Pierre Gaulon

Pierre Gaulon Github pages

View on GitHub

Introduction

I had the occasion to be exposed to Chinese cryptography standards published by the Chinese Commercial Cryptography Administration Office: SM2, SM3, and SM4. SM stands for ShangMi.

This article aims to guide any further usage of such cryptography standards. It is a bit long to cover everything: jump directly to the part you are interested in.

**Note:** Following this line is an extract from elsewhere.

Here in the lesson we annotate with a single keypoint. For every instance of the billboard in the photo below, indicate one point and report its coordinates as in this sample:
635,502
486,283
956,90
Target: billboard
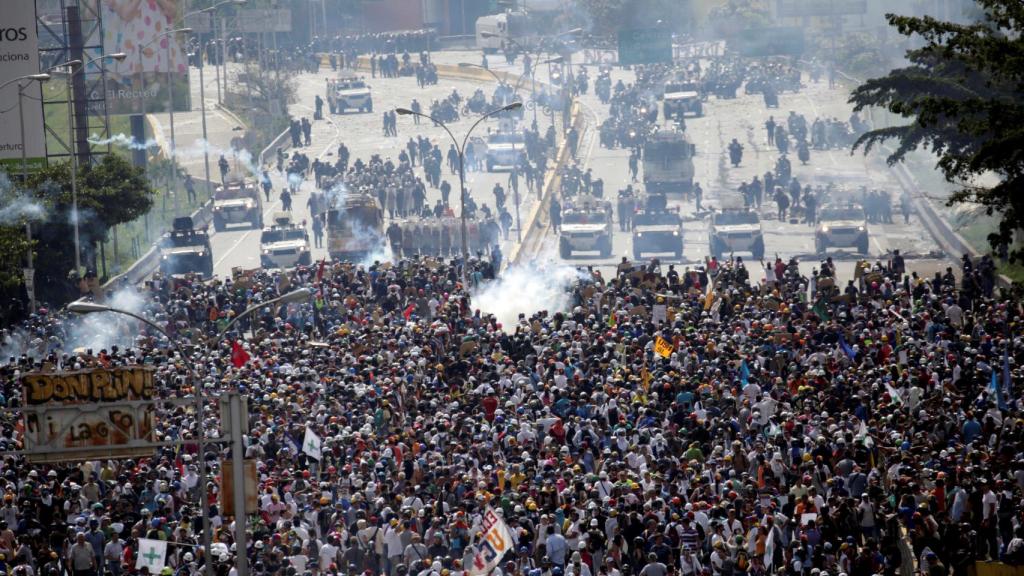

Elliptic Curve Cryptography (ECC)

ECC is one of the approaches to public-key cryptography.

Public-key cryptography

Public-key cryptography relies on the generation of 2 keys:

From a public key, it is not possible (i.e. it takes more than centuries to compute) to know its private key. It is possible to prove the possession of a private key without disclosing it. This proof can be verified by using its corresponding public key. This proof is called a digital signature.

High level functions

ECC can perform signature and verification of messages (authenticity). ECC can also perform encryption and decryption (confidentiality), however, not directly. For encryption/decryption it needs the help of a shared secret, namely a key.

ECC delivers the same protection as RSA (Rivest-Shamir-Adleman) with a smaller key size. Smaller keys means less operations and less storage. For instance an ECC 256bits key should provide the same level of security as an RSA key of 3072bits.

Theory summary

Following the very well explained guides from Hans Knutson on Hacker Noon and CryptoBook from Svetlin Nakov, this section aims to provide a sense of different parameters which will be found in SM2 libraries, and what they correspond to.

Key generation

As a comparison, RSA is based on prime number factorization and its private key is composed of 2 long prime numbers (called p and q). The modulus m is the product pq=m which constitutes the public key. The size of m in bits is the key size of RSA. From the knowledge of m, it is hard to decompose it back into the 2 prime numbers p and q.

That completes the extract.